When airlines merge, who represents your interests? It’s time for the traveling consumer to have a seat at that table.
Not long after I wrote about some of the back-door maneuvering by US Airways to force a merger with American Airlines, my good friend and editor, P.A. Rice, pointed me to a financial column by Ron Lieber of the New York Times.
In it, he posed a simple question: When airlines merge, should you and I, the customers, have at least a voice, if not a say, in what happens?
Mr. Lieber spent 1,400 words saying what I will say in two: Damn right.
You can read the Lieber column here.
Much of the column is an intricately — and in some ways, excruciatingly — detailed examination of the ins and outs of airline mergers and bankruptcy protection, which American is now seeking. “Inside baseball” stuff, as a former editor of mine used to call it.
But that doesn’t mean Mr. Lieber has missed the mark. On the contrary, he is entirely on-point.

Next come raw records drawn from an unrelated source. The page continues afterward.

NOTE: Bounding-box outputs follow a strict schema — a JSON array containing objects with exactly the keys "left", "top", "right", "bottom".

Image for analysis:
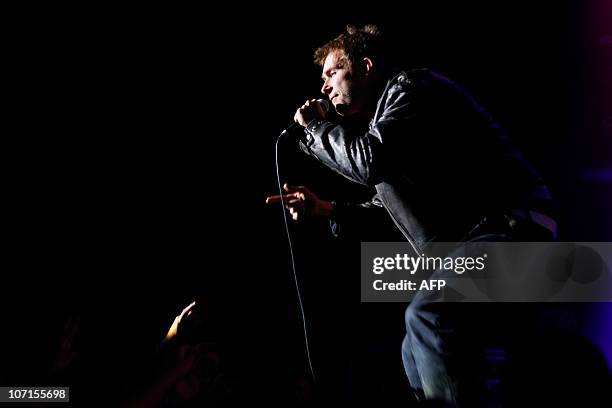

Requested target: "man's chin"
[{"left": 334, "top": 103, "right": 349, "bottom": 116}]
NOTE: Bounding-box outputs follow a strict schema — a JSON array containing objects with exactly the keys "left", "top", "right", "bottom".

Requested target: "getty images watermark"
[{"left": 361, "top": 242, "right": 612, "bottom": 302}]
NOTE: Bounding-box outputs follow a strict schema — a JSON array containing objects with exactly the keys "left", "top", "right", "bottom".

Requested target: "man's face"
[{"left": 321, "top": 50, "right": 366, "bottom": 116}]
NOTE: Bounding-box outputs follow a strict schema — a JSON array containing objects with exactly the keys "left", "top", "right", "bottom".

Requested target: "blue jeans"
[{"left": 402, "top": 233, "right": 508, "bottom": 407}]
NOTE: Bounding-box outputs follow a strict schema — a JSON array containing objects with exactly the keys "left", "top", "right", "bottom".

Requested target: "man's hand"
[
  {"left": 293, "top": 99, "right": 325, "bottom": 127},
  {"left": 164, "top": 300, "right": 196, "bottom": 341},
  {"left": 266, "top": 183, "right": 333, "bottom": 221}
]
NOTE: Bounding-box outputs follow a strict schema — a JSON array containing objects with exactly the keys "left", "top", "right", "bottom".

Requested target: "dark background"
[{"left": 0, "top": 0, "right": 612, "bottom": 404}]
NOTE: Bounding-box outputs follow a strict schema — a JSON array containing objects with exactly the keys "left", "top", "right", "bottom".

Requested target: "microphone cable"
[{"left": 275, "top": 130, "right": 317, "bottom": 384}]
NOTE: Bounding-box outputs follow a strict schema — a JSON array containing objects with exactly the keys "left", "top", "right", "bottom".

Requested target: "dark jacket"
[{"left": 300, "top": 69, "right": 548, "bottom": 253}]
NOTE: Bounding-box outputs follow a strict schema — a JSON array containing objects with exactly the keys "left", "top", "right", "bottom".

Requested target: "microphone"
[{"left": 281, "top": 99, "right": 329, "bottom": 136}]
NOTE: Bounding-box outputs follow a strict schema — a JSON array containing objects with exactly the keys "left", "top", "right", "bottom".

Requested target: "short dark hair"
[{"left": 314, "top": 24, "right": 386, "bottom": 66}]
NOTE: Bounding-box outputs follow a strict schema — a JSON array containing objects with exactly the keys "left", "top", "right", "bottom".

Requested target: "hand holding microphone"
[{"left": 282, "top": 99, "right": 329, "bottom": 134}]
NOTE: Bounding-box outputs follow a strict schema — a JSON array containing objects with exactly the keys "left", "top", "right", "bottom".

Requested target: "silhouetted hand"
[
  {"left": 53, "top": 317, "right": 81, "bottom": 371},
  {"left": 266, "top": 183, "right": 333, "bottom": 221}
]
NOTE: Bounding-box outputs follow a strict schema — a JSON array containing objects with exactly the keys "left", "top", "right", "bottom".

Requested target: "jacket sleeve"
[
  {"left": 329, "top": 195, "right": 403, "bottom": 241},
  {"left": 300, "top": 75, "right": 416, "bottom": 187}
]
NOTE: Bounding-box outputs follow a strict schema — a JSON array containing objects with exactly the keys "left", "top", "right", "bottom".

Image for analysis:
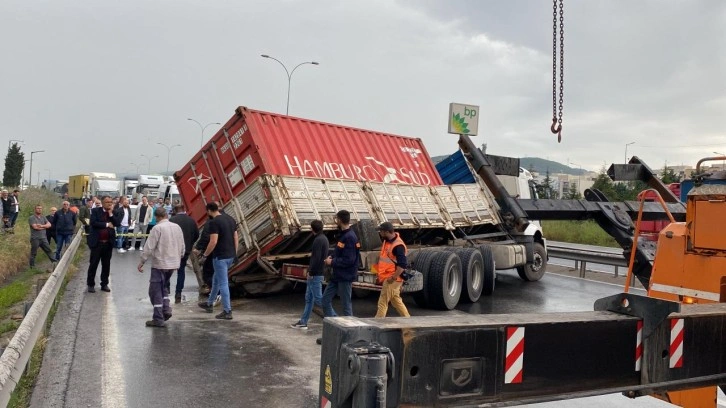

When airlines go into bankruptcy proceedings, the bankruptcy court forms a committee of creditors, representing people with a vested interest in the airline’s fate. Large companies to whom it owes money, the unions, with whom it holds labor contracts — and which, in the case of American, hold a sizable amount of its bond debt.
And naturally, American itself, its management, its stockholders, are represented throughout this whole process.
What about the traveling consumer, the man or woman who’s been flying with American for years, in some cases, decades? The loyal customer who has spent thousands of dollars steadfastly earning frequent-flier miles year after year. The person without whom none of these airlines would even exist.
Who represents you?
Routes get reorganized, shrunk. Airports find their number of flights reduced or even eliminated. Through no fault of your own, you lose your miles. And your input into all this is zilch. Everything is presented to you as a fait accompli.
Basically, the consumer is treated like a mushroom — kept in the dark and fed on horse dung.
As the people whose money makes it possible for these businesses to be in business, shouldn’t you at least be heard on some of this stuff?
Mr. Lieber’s answer is a 1,400-word “yes.” Take a look at his column and see if you agree.